In the processions of Holy Week, you know Christ as his body is removed from the cross and then carried through the streets to the monastics, to see his face, to touch him, and, like Thomas, know for oneself what is true and learn again what it means to call him our brother, this one whose whole life was the prayer "Supersize me."

An early Catholic education influenced me profoundly, building a relationship to my interior life through rituals of the sacraments. It laid a foundation for Christianity that, while strong, needed close, painful reexamination as an adult to discard ideas that linked God to abusive power, to intentional suffering and so on.

Yoga gave me tools to step back from misguided beliefs and reflect on what Christianity means. One of the great teachings of the Yoga tradition is ahimsa. Ahimsa can be translated as "do no harm." As both a Christian and a yogini, I've found ahimsa is one of many links between these two traditions that has been essential in my search for inner peace.

A crack of light came through a therapist's words during a dark time. She confided that at times this prayer got her through the day, "Oh God, even if I can't help anybody today, please let me do no harm." This has been my prayer when the tendency is to get upset with my husband or my family. There is inner peace when I vow to do no harm, fail "ten thousand times" and forgive myself and am forgiven, again.

On pilgrimage to Iona in the Inner Hebrides off the coast of western Scotland, we walked to the isle's sites of spiritual significance and came to Martyr's Bay.

In those days when Benedictine monks were still practicing the Celtic ways that included welcoming the stranger, they saw in the distance a ship sailing to their isle. It was their custom to go and greet whoever was arriving. It was a Viking ship.

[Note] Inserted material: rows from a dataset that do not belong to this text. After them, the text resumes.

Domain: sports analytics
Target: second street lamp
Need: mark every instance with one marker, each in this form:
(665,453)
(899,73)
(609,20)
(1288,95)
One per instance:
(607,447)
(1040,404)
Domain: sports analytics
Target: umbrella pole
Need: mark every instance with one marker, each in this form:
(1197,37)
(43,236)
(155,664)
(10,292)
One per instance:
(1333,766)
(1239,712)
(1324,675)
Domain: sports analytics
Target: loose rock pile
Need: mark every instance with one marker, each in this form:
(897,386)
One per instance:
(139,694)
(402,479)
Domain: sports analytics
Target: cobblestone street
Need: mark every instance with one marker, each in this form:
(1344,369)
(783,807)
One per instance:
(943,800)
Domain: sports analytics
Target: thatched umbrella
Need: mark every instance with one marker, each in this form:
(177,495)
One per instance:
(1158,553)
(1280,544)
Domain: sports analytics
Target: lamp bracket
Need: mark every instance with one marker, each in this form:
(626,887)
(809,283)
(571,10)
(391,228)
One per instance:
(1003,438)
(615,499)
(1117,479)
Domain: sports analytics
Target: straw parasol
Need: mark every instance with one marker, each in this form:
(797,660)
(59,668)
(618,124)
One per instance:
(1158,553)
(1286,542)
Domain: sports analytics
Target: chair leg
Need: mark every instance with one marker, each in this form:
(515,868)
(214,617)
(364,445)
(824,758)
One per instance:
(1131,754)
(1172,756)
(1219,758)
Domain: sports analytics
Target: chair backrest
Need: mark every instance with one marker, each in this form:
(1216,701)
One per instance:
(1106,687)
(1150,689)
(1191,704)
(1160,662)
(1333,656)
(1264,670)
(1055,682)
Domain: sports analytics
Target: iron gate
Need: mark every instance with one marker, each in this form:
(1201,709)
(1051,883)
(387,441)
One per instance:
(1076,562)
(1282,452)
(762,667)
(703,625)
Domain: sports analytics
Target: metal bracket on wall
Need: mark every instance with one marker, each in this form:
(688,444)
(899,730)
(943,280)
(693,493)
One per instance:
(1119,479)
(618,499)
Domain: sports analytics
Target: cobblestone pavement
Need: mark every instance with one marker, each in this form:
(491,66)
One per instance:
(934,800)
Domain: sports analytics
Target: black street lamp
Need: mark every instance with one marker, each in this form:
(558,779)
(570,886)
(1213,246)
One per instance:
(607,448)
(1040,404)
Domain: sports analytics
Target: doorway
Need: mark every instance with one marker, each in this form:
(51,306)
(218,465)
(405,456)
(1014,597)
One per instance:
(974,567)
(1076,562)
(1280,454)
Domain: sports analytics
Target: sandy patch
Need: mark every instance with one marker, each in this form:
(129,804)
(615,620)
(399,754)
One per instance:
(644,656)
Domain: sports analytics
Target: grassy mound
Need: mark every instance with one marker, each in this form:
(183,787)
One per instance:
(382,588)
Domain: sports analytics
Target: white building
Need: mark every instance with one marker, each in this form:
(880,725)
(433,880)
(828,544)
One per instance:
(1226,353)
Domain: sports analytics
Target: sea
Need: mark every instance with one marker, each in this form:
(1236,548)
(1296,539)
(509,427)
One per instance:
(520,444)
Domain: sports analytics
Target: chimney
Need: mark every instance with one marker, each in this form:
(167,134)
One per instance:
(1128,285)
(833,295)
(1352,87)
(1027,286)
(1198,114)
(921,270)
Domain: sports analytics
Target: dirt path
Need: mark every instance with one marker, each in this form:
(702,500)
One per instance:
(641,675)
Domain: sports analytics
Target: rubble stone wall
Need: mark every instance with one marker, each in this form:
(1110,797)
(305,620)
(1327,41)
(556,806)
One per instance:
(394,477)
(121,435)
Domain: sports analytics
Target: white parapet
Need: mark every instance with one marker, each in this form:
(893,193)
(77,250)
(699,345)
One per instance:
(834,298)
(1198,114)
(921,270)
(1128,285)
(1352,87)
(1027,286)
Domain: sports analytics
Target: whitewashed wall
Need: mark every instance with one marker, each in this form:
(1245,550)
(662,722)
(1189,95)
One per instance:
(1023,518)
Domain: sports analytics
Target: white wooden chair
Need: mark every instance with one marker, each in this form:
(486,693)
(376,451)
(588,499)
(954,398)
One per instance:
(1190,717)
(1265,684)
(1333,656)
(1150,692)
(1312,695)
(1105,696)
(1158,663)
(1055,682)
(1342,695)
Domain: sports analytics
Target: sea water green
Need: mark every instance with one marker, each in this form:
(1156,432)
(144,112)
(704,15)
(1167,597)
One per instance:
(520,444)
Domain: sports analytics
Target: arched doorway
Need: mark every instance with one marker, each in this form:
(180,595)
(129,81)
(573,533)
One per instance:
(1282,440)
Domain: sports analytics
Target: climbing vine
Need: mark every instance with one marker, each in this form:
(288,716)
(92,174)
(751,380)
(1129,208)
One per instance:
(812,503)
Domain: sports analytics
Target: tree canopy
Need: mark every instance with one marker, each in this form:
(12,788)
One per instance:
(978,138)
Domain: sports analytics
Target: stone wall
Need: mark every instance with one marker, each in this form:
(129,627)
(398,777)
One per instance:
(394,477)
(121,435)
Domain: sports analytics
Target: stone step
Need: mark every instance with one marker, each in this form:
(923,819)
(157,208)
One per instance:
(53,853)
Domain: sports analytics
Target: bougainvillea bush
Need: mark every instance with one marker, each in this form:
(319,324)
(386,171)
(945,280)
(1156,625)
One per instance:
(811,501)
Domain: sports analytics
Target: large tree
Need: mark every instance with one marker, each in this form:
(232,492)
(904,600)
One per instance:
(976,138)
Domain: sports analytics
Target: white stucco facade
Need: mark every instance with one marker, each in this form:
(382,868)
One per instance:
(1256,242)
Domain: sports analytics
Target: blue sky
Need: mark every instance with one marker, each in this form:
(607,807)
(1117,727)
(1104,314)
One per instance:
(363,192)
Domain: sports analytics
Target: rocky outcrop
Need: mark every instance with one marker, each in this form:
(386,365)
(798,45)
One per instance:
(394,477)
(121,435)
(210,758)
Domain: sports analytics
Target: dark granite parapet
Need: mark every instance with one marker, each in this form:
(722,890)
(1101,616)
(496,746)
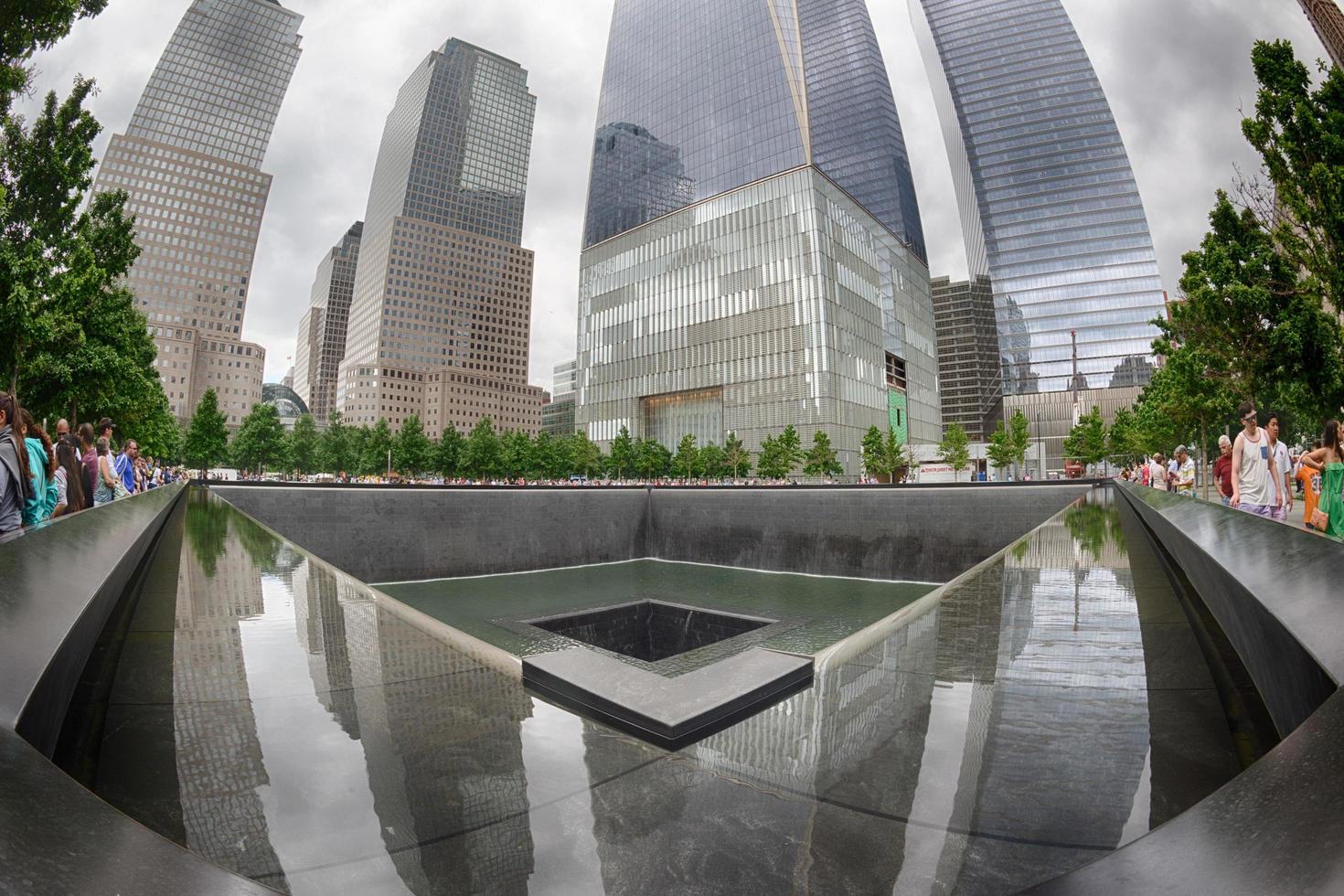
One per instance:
(915,534)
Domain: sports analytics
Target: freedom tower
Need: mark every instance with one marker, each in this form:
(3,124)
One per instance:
(752,254)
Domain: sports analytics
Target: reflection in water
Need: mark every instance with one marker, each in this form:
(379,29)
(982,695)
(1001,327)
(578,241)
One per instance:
(1018,727)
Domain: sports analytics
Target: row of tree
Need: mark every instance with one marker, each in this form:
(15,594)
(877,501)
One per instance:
(76,344)
(261,443)
(1258,314)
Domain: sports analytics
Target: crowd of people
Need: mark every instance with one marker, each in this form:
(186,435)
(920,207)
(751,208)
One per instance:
(46,475)
(1257,473)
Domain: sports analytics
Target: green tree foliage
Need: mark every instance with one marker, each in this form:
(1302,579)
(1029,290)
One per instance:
(335,450)
(654,458)
(1001,450)
(206,443)
(1086,443)
(483,455)
(303,446)
(260,443)
(623,454)
(737,458)
(372,453)
(712,461)
(413,453)
(28,26)
(955,449)
(1298,133)
(821,458)
(874,454)
(686,464)
(448,452)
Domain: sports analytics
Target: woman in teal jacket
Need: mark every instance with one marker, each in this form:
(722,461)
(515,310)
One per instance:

All the monks were slain when they met the ship, hence the name Martyr's Bay. Their willingness to greet strangers (enemies) with welcome"… "Supersize me!"

My guru taught Sanatana Dharma from ancient India, an important spiritual practice for Westerners. It means live as though the whole world is your family. On Monday mornings at our church, we host a Bread Together program where all people are welcome to share a meal in the community. Some of our guests live outside. Looking into their eyes has shown me an inner peace that I hadn't known before. "Humanize me. Supersize me!"

Impressions from these lifetimes of moments carve out something sacred. This Celtic Rune of Hospitality prayer reminds me where I can find inner peace:

A Familiar Stranger

I saw a stranger today. I put food for him in the eating-place.

And drink in the drinking-place, And music in the listening-place.

In the Holy name of the Trinity, He blessed myself and my family.

And the lark said in her warble, Often, often, often Goes Christ in the stranger's guise. O, oft and oft and oft, Goes Christ in the stranger's guise.